Monday, February 5, 2007

Integrity - Truth ~ Early Morning Thoughts

We need first to understand that
the way we choose to live as individuals
is a reflection of our self-respect,
and that personal integrity is all about taking
personal responsibility for our future,

our actions,
our decisions,
the way we live

and, to the extent we can,
for the whole world in which we live.


This morning's thoughts about integrity tie into my birthday post as well.

I hear a lot about integrity, or lack of integrity these days, usually with respect to politicians. And we see elections that are more about what the person is perceived to be instead of issues.

No matter our politics, the worthy causes we believe in and support..do I really want to be led, followed or assisted by people who lack integrity? People who I can not trust, whose motives are questionable. People who might at any moment toss aside everything I thought I had in common and march off in a different direction, leaving me behind...

So - what does integrity mean in the long run:
Linguistically, integrity comes from one of those very basic concrete Indo-European roots with a large number of fanciful metaphoric derivatives. "Tag" means to touch, as in tag, tangible, tactile, contact, etc. "In-tag," or "untouched" means "whole" as in integer, a whole number, and by extension pure, unsullied, whole.
--Stephen Carter

Now that your eyes are glazing over from all that - what does all that mean in real life?

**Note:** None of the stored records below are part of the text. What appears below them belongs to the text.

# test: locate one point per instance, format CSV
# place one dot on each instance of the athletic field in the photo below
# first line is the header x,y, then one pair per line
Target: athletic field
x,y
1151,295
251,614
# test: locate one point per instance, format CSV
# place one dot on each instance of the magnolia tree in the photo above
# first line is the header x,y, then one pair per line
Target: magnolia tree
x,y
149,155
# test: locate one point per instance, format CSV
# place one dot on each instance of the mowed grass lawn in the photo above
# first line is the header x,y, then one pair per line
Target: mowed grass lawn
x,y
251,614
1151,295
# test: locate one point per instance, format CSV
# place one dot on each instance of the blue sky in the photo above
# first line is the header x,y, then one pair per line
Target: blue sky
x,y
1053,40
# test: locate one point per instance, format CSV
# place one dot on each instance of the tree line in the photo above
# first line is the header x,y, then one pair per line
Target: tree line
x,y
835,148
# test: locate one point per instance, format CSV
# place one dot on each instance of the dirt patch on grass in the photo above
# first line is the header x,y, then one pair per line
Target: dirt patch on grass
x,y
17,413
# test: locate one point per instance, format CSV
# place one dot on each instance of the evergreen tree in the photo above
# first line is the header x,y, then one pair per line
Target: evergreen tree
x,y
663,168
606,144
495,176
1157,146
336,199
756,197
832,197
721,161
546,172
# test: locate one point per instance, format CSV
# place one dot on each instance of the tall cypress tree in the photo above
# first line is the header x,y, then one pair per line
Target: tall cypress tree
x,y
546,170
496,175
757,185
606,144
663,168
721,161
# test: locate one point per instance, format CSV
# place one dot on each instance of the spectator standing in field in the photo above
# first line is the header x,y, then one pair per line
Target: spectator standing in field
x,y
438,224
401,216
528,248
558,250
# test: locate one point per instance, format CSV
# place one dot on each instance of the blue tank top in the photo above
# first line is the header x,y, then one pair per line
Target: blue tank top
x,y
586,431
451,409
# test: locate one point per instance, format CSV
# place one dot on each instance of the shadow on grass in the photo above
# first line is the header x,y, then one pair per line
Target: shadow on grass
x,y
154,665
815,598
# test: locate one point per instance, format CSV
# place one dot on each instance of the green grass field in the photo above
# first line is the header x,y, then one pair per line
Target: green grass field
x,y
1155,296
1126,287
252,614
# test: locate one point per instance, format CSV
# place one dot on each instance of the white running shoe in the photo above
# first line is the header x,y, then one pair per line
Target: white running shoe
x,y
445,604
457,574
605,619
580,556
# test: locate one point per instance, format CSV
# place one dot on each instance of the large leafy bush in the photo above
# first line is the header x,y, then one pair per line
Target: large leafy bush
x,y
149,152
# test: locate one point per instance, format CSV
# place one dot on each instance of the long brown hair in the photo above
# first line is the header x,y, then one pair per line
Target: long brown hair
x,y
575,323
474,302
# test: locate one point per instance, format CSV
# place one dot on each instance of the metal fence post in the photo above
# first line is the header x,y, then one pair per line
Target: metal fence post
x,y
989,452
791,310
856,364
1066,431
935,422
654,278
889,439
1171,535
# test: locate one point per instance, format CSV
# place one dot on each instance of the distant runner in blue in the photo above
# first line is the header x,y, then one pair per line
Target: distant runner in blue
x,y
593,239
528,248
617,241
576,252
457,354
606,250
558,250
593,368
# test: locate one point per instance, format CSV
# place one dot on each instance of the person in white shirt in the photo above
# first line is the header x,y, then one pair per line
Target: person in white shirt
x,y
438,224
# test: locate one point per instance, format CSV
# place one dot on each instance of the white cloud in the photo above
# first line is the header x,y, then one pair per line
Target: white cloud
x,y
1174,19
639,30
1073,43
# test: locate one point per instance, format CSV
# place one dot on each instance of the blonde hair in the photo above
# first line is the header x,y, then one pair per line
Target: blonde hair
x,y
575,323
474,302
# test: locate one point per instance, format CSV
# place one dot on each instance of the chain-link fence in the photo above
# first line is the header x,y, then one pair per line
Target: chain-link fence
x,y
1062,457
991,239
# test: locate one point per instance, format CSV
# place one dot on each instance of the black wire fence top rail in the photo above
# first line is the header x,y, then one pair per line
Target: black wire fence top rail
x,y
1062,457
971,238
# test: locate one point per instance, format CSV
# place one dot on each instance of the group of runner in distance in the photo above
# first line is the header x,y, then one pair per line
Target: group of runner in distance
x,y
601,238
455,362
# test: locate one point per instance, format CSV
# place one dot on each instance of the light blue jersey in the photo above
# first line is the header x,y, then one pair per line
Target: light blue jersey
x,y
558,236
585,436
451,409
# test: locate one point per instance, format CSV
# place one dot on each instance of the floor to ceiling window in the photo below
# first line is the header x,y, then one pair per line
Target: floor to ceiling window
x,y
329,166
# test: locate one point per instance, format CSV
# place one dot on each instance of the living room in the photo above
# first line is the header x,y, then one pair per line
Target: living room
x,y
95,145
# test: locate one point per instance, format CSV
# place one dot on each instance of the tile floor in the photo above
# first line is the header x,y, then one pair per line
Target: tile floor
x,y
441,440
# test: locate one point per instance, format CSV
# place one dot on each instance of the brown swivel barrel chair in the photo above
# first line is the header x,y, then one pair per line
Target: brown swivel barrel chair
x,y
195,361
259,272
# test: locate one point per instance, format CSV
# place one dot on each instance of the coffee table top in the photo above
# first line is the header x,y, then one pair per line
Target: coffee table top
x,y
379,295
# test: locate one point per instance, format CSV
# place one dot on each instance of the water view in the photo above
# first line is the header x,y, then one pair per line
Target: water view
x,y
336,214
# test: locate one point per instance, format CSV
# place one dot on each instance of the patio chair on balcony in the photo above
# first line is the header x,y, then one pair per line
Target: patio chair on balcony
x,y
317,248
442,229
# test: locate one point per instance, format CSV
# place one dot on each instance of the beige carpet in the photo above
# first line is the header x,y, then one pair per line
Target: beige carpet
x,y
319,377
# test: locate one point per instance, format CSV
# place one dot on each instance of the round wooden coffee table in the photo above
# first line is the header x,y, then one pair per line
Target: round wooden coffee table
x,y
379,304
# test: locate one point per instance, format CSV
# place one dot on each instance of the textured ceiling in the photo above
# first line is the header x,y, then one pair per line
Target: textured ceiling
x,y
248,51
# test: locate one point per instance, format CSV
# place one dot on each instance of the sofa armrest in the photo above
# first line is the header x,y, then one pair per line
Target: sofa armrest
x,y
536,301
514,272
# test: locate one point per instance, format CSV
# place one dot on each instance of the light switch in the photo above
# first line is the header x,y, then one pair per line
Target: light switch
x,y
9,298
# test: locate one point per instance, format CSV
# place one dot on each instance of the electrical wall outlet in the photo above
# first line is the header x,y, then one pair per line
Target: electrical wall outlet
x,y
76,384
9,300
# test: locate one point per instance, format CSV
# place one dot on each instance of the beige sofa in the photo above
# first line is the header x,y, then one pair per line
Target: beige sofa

As I've thought about these postings, I have come to believe that a person of integrity is a whole person, a person somehow undivided. I am not talking the single-mindedness or the frenzy of a fanatic who is determined that the world will be as they say ... in a single mold. This is far removed from the my-way-or-no-way that some people seem to inspire. The person of integrity is confident in the knowledge they are living rightly...and, as far as possible, rightly with those around them.

I want to be a person people can trust to do right, to play by the rules, to keep commitments. Even when I disagree with someone I can sense the integrity within and can admire it. I want to be a person that what I say I will do, I do. The kind of person who expects the best from those around me, and will do anything to help them get there.

That kind of integrity, I've been discovering is very much a foundation of life. . It makes a lot of other parts of life to be expressed, openly and honestly. Several writers define acting with integrity this way:

1. discerning what is right and what is wrong,
2. acting on what you have discerned, even at personal cost; and
3. saying openly that you are acting on your understanding of right from wrong.

Discernment is the first crucial step...and is not a simple, mechanical process. After all, people of integrity can come to different conclusions about what is right. I must pay attention to the world around me and to my own conscience. But my conscience must be informed, by the human condition and experience and a sense of rightness that comes from beyond and within. You have also to consider what others think, and search out the right balance between reason and wisdom.
Stuart Hampshire asks: "If a person has lived a blameless life according to his lights," as the saying goes, the question always arises -- "Were his lights good enough, or could they have been better."
For some, those lights are spiritual in nature. According to the Jewish sage Maimonides: "Everything that you do, do for the sake of God." However, there is a secular view as well: Professor W. S. Taylor (1857): "Integrity implies implicit obedience to the dictates of conscience -- in other words, a heart and life habitually controlled by a sense of duty." (Regardless of Taylor's spiritual stance, he definitely is one of those people who spell God with two "O's.")

more on this tomorrow night


Watch your thoughts, for they become words.
Choose your words, for they become actions.
Understand your actions, for they become habits.
Study your habits, for they will become your character.
Develop your character, for it becomes your destiny.